Anfang August ist im Wiener Backofen der letzte Salon skug bereits unvorstellbar. Am 22. Juli war es aber kühl und regnerisch. Betroffen starten missmutige Blicke in den Nieselregen und beinahe wäre das Konzert ins Wasser gefallen. Eine glückliche Eingebung und eine riesige Zeltplane verhinderten dies. Die Plane wurde über den »Zuschauerraum« des Central Garden gespannt und der Künstler nahm mit seinem wertvollen Equipment unter einem überraschend regendichten Sonnenschirm Platz.

Bekanntlich standen während der Geniezeit von Grateful Dead mehr Leute vor als in der völlig überfüllten Konzerthalle. Hören konnten sie da draußen nur wenig, aber neben Sound, Rhythmus und Lyrics gibt es in der Musik noch etwas anderes, man kann es mangels eines besseren Ausdrucks einfach Atmosphäre nennen. Das lernt man nicht in der Gitarrenstunde, das ist ein bisschen kosmisch. Es gilt, die zufällig herumliegenden Fäden zusammenzuschlingen, und Ulrich Rois kann das. Der Regen prasselte auf die Plane, die Leute rückten ihre Stühle eng aneinander und plötzlich hatten alle zwischen Herz und Hirn schwingende Stromgitarrenseiten gespannt. Die atmosphärische Dichte unterm Zeltdach war kaum zu überbieten und denen, die das Glück hatten, dabei zu sein, wird dieser Salon lange in guter Erinnerung bleiben.
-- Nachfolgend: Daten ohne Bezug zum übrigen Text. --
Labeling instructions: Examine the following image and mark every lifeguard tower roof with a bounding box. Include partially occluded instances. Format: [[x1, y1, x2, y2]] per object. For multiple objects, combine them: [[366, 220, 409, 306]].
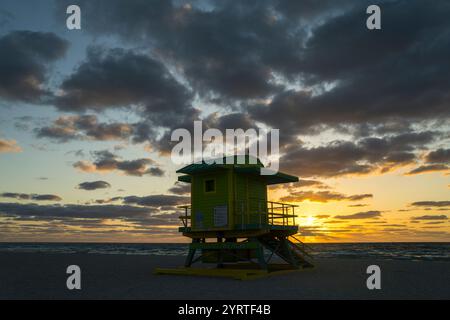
[[177, 155, 298, 185]]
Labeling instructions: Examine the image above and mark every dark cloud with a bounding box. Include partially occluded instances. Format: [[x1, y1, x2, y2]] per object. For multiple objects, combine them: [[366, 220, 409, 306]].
[[168, 181, 191, 195], [0, 31, 68, 103], [411, 215, 448, 220], [411, 201, 450, 207], [56, 47, 190, 115], [36, 115, 134, 142], [251, 1, 450, 134], [425, 149, 450, 163], [73, 151, 164, 177], [406, 164, 450, 175], [334, 211, 381, 220], [0, 192, 62, 201], [78, 180, 111, 190], [280, 131, 439, 177], [0, 139, 22, 153], [0, 203, 155, 219], [280, 191, 373, 202], [406, 148, 450, 175], [123, 194, 190, 207]]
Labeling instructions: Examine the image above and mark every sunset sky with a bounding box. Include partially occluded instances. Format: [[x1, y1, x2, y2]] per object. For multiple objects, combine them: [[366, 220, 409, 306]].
[[0, 0, 450, 242]]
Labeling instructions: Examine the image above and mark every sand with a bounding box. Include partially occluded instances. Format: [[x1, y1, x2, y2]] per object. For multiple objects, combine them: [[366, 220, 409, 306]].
[[0, 253, 450, 300]]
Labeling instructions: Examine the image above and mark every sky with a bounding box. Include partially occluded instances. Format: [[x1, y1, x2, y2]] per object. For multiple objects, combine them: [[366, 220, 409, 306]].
[[0, 0, 450, 242]]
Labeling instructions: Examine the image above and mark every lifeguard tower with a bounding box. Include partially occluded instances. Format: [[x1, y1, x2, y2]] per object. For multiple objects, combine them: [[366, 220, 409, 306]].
[[169, 156, 312, 278]]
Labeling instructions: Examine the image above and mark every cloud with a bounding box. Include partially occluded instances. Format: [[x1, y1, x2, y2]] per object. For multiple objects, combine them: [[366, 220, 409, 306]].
[[0, 31, 68, 103], [411, 201, 450, 207], [73, 151, 165, 177], [406, 148, 450, 175], [411, 215, 448, 220], [426, 149, 450, 163], [334, 211, 381, 220], [280, 191, 373, 202], [78, 180, 111, 190], [168, 181, 191, 195], [0, 203, 155, 219], [405, 164, 450, 175], [123, 194, 190, 207], [0, 139, 22, 153], [280, 131, 439, 177], [0, 192, 62, 201], [35, 115, 134, 142]]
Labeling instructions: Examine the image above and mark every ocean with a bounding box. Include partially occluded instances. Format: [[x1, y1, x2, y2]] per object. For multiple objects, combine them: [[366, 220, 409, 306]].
[[0, 243, 450, 261]]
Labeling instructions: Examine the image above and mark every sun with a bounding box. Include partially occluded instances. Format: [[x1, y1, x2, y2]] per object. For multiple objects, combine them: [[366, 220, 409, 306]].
[[305, 216, 316, 226]]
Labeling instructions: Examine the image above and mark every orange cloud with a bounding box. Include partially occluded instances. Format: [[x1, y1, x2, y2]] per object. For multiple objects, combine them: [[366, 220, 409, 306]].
[[0, 139, 22, 153]]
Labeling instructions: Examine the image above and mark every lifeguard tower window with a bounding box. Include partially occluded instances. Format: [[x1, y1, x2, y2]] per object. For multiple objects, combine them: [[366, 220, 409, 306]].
[[205, 179, 216, 193]]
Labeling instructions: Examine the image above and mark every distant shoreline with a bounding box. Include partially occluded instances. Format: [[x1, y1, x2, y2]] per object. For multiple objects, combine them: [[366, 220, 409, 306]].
[[0, 252, 450, 300], [0, 242, 450, 262]]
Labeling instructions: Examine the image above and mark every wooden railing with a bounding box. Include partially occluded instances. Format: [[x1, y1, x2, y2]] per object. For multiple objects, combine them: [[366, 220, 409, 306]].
[[178, 199, 298, 229], [235, 198, 298, 228]]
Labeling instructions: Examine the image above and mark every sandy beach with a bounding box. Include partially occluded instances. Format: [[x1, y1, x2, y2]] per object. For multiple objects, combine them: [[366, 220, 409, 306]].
[[0, 253, 450, 300]]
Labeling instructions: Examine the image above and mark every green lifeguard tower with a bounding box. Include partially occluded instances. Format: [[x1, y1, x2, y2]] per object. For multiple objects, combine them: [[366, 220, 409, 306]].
[[172, 156, 312, 272]]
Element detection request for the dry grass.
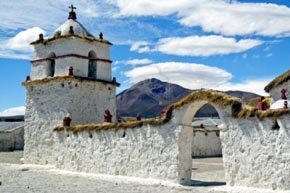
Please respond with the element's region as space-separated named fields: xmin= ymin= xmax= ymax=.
xmin=30 ymin=34 xmax=112 ymax=45
xmin=54 ymin=105 xmax=172 ymax=132
xmin=172 ymin=89 xmax=241 ymax=109
xmin=265 ymin=70 xmax=290 ymax=92
xmin=257 ymin=109 xmax=290 ymax=120
xmin=54 ymin=90 xmax=290 ymax=132
xmin=22 ymin=76 xmax=120 ymax=86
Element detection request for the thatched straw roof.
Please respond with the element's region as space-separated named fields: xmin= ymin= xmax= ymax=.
xmin=30 ymin=34 xmax=112 ymax=45
xmin=54 ymin=89 xmax=290 ymax=132
xmin=22 ymin=76 xmax=120 ymax=86
xmin=172 ymin=89 xmax=241 ymax=108
xmin=264 ymin=70 xmax=290 ymax=92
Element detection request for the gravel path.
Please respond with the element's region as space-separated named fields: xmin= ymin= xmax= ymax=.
xmin=0 ymin=152 xmax=290 ymax=193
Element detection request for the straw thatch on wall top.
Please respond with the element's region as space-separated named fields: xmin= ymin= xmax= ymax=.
xmin=265 ymin=70 xmax=290 ymax=92
xmin=22 ymin=76 xmax=120 ymax=86
xmin=54 ymin=90 xmax=290 ymax=132
xmin=172 ymin=89 xmax=241 ymax=108
xmin=30 ymin=34 xmax=112 ymax=45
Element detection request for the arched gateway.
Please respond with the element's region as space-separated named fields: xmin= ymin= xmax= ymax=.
xmin=23 ymin=6 xmax=290 ymax=190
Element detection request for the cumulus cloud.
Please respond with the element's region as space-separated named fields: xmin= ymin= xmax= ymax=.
xmin=215 ymin=78 xmax=272 ymax=96
xmin=0 ymin=106 xmax=25 ymax=117
xmin=0 ymin=27 xmax=45 ymax=59
xmin=114 ymin=58 xmax=153 ymax=66
xmin=6 ymin=27 xmax=45 ymax=51
xmin=125 ymin=62 xmax=232 ymax=89
xmin=130 ymin=41 xmax=151 ymax=53
xmin=156 ymin=35 xmax=262 ymax=56
xmin=116 ymin=0 xmax=290 ymax=36
xmin=125 ymin=62 xmax=271 ymax=95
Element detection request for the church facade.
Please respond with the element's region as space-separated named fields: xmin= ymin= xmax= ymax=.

Weil es während der Predigt von Ulrich Rois regnete, rückt die Gemeinde unter der Zeltplane zusammen. © Mio

Everything is melting
Mittlerweile zeigt der Feuerball am Himmel wieder, was er kann. Alles schmilzt in diesem Sommer, die alles zerbrennende Sonne zerstört einem nicht nur den Genuss des cremigen Stracciatella-Eises, nein, auch die Schallplatten fließen Dalí-esk am Regal des schwedischen Möbelriesen herunter und die Magnetbänder der wieder ausgepackten Musikkassettensammlung (plus der neuen, stylischen vom letzten Tape Store Day) sind so gut wie dahin. Und doch: Multi(kulti)instrumentalist Ulrich Rois, der in seinen Projekten – allen voran Bird People – Psychedelic Folk, Ambient und Primitivism verquickt, kommt nach den beiden 2016er-Tonträgern »You Radiate Golden Light« (EP) und »Along the Belt, Around the Bend« (Debütalbum) erneut mit einer feschen, grünen Kassette mit ultraschickem Artwork (von Swantje Musa) hinter dem Regenbogen hervor und verzaubert auf »Everything is Merging« (Feathered Coyote Records) mit seinem allseits geliebten Sound.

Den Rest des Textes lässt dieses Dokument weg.